Simply put, children so idolize Santa not because they want to be him, but because he gives them toys. Indeed, enterprising children hoping to emulate Santa would sooner don a red suit, give gifts, and get a pet deer before attempting to gain a hundred pounds. Fiona Campbell-Reilly, the spokeswoman at Bluewater shopping centre in Greenhithe, Kent, however remains oblivious. She instead has offered confused children this nugget of “wise” consolation, “He will still be the same lovable jolly man, but will be fitter and healthier.”
This attempt, however, speaks to a larger problem, namely the belief that the citizenry is irresponsible and must be shielded from anything which could potentially be deemed harmful. Such a nanny-state mentality asserts and propagates the insidious myth that people cannot think for themselves. The dangers of obesity are well known and it is the responsibility of the individual to look out for his or her own well-being. It is absurd to believe that Santa Claus’s weight would have any effect, either positive or negative, on a nation’s health.
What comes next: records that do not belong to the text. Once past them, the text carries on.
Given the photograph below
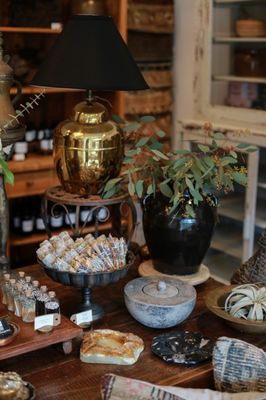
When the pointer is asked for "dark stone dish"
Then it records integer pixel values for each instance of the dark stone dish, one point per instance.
(182, 347)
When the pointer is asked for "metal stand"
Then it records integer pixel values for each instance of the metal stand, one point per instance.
(116, 208)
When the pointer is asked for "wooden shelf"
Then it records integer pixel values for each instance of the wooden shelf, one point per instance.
(234, 78)
(35, 90)
(234, 207)
(33, 162)
(236, 39)
(17, 29)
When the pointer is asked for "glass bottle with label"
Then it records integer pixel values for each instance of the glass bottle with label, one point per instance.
(27, 217)
(28, 308)
(39, 224)
(70, 216)
(19, 297)
(10, 295)
(41, 299)
(4, 287)
(52, 305)
(86, 215)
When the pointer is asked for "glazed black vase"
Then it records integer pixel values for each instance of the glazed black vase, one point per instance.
(177, 244)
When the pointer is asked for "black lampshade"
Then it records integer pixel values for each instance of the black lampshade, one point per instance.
(90, 54)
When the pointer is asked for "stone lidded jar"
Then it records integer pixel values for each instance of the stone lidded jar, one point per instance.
(159, 302)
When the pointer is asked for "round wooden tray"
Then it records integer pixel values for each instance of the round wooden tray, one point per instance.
(215, 300)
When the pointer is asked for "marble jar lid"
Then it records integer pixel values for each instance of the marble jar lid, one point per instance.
(161, 291)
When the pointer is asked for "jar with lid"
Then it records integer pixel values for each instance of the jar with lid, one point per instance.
(249, 62)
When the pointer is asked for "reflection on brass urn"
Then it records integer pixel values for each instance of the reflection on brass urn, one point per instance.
(88, 149)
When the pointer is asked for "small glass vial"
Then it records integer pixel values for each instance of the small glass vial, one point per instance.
(52, 304)
(4, 286)
(41, 299)
(28, 308)
(18, 300)
(10, 295)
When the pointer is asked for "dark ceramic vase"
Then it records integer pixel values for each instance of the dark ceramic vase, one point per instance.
(177, 244)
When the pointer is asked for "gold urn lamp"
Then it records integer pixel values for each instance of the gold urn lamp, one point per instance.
(89, 54)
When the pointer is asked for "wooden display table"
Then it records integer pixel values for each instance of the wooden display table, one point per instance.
(58, 377)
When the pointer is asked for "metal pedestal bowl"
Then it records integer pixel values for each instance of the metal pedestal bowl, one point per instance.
(86, 282)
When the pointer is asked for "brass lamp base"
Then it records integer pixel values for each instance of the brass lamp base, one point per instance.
(88, 149)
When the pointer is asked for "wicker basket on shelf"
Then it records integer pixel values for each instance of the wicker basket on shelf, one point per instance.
(148, 102)
(250, 28)
(158, 18)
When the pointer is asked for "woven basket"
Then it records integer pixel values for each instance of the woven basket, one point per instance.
(151, 18)
(250, 28)
(238, 366)
(149, 102)
(254, 269)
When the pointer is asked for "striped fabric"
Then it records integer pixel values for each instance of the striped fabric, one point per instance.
(238, 366)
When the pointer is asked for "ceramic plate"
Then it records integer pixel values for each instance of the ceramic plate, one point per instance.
(183, 347)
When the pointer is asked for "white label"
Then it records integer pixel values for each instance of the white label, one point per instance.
(47, 320)
(16, 222)
(40, 224)
(27, 226)
(56, 222)
(44, 144)
(84, 317)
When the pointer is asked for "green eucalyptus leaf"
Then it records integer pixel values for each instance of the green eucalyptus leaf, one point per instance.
(146, 119)
(118, 119)
(166, 190)
(242, 145)
(240, 178)
(228, 160)
(218, 136)
(209, 161)
(190, 211)
(139, 188)
(182, 151)
(128, 160)
(203, 148)
(9, 176)
(160, 154)
(131, 188)
(179, 162)
(160, 133)
(233, 153)
(155, 145)
(142, 142)
(189, 183)
(150, 189)
(131, 153)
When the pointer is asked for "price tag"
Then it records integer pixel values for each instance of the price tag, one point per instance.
(46, 320)
(84, 317)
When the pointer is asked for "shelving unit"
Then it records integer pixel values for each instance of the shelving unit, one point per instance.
(204, 67)
(34, 175)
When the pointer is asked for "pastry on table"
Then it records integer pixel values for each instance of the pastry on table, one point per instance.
(106, 346)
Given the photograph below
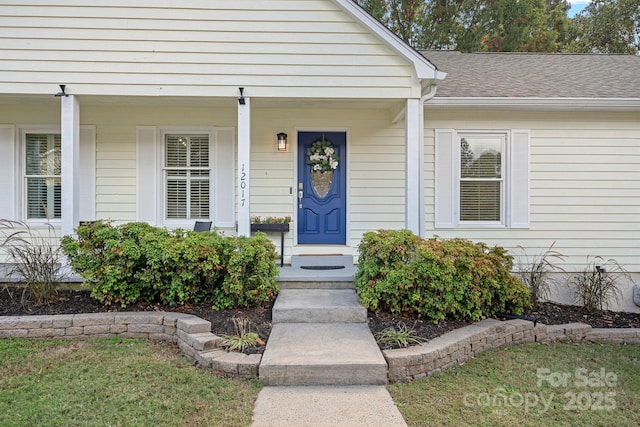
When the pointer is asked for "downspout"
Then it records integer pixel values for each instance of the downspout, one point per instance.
(428, 96)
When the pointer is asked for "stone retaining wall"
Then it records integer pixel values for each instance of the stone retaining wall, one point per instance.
(193, 336)
(457, 347)
(191, 333)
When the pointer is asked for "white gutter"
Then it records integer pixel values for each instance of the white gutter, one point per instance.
(426, 97)
(613, 104)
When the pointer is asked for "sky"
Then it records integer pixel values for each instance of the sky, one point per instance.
(577, 6)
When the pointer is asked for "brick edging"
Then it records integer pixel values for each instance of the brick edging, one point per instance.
(458, 346)
(193, 336)
(191, 333)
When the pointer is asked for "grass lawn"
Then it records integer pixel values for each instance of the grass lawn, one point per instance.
(114, 382)
(530, 385)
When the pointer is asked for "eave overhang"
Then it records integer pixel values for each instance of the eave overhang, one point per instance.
(424, 69)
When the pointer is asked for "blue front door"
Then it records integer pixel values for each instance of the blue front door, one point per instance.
(322, 201)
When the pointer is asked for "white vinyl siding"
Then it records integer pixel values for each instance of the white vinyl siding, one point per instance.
(198, 48)
(7, 172)
(584, 178)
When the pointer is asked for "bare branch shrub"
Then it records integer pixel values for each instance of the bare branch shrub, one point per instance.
(534, 271)
(36, 257)
(598, 283)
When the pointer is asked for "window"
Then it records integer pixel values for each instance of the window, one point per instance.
(187, 176)
(481, 186)
(481, 178)
(42, 176)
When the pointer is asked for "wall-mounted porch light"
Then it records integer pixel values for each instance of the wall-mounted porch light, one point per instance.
(282, 141)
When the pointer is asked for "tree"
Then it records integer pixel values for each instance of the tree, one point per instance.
(476, 25)
(400, 16)
(608, 26)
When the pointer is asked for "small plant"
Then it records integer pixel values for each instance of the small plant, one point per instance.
(243, 339)
(398, 336)
(271, 220)
(534, 272)
(36, 256)
(598, 283)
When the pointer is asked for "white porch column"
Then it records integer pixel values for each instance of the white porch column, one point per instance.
(244, 166)
(70, 163)
(414, 202)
While the Brits are forcing Santa onto treadmills, the Australians are giving Santa sensitivity lessons. In the post-Imus era, it seems the “ho” hysteria has made its way to the Southern hemisphere. The Sunday Mail reported that Santas employed and training with Australia’s largest Santa supplier, Westaf Operations, were ordered not to use the traditional Santa laugh, because, “‘We were told it (ho) was a derogatory term for females and can upset people,’ said the Santa, who did not want to be identified publicly.”
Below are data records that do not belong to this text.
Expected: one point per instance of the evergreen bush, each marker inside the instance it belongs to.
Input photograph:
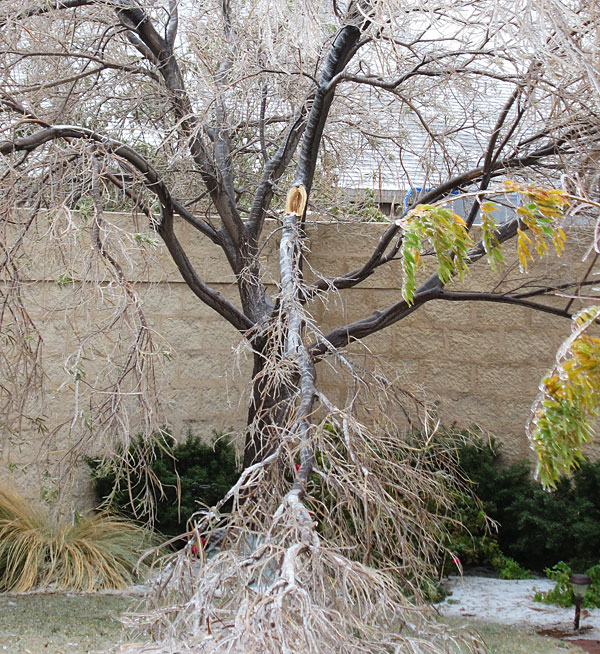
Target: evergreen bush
(535, 527)
(192, 474)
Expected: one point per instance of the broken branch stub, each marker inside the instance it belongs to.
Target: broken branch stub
(295, 203)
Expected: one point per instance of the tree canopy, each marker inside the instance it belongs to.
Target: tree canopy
(224, 114)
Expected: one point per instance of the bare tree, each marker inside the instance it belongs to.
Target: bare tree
(222, 115)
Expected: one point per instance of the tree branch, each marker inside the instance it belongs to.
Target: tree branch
(156, 185)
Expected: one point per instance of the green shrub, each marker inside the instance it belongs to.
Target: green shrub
(88, 552)
(562, 593)
(536, 528)
(192, 474)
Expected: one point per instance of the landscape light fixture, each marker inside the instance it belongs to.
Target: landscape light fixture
(580, 584)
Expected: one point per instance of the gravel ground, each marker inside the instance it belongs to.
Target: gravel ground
(61, 623)
(69, 623)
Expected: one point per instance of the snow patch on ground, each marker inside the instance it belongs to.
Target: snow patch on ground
(511, 602)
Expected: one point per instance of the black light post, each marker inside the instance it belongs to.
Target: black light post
(580, 584)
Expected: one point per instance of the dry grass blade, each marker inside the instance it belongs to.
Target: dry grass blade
(87, 553)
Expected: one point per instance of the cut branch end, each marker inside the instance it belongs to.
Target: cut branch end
(296, 200)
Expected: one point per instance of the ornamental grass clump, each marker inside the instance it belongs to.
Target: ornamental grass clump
(87, 552)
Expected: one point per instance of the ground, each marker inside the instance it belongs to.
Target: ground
(503, 612)
(511, 603)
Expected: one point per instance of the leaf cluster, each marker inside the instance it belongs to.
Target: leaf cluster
(443, 230)
(565, 413)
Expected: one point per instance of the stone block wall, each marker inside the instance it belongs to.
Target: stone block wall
(482, 361)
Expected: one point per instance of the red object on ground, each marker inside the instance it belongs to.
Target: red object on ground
(589, 646)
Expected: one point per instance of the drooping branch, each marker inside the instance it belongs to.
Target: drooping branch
(157, 186)
(139, 23)
(495, 169)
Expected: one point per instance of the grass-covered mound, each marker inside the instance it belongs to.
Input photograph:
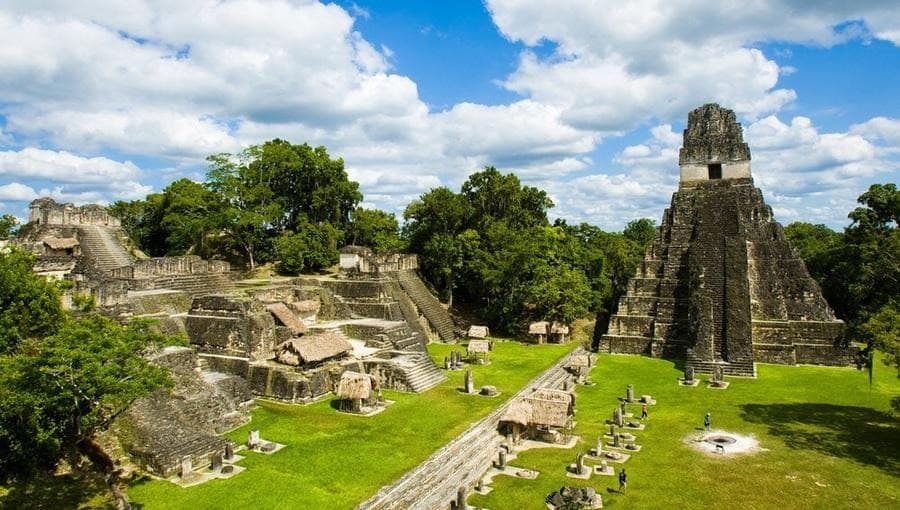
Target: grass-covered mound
(335, 460)
(830, 442)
Instead of his normal, jovial chuckle, Santa will woo his admirers with a lackluster, but enunciated (to avoid misinterpretation) “Ha, Ha, Ha.” Thankfully, however, some have maintained their sanity, “University of South Australia communications senior lecturer Dr Jackie Cook said any banning of ‘ho, ho, ho’ was ‘nonsense.’ ‘Can we use a garden hoe anymore? Do we have to remove that?… Ho, ho, ho from Santa is going to be everywhere. It’s going to be in books, on Christmas cards and kids are going to come across it sooner or later.’”
Western nations pride themselves on their tolerance and freedom. Such restrictions on the thoughts, appearances, and attitudes of the members of society and, of all people, Santa, are a dreadful harbinger of things to come. For I think we all can agree that when Santa Claus is forced to change his ways something has gone terribly wrong.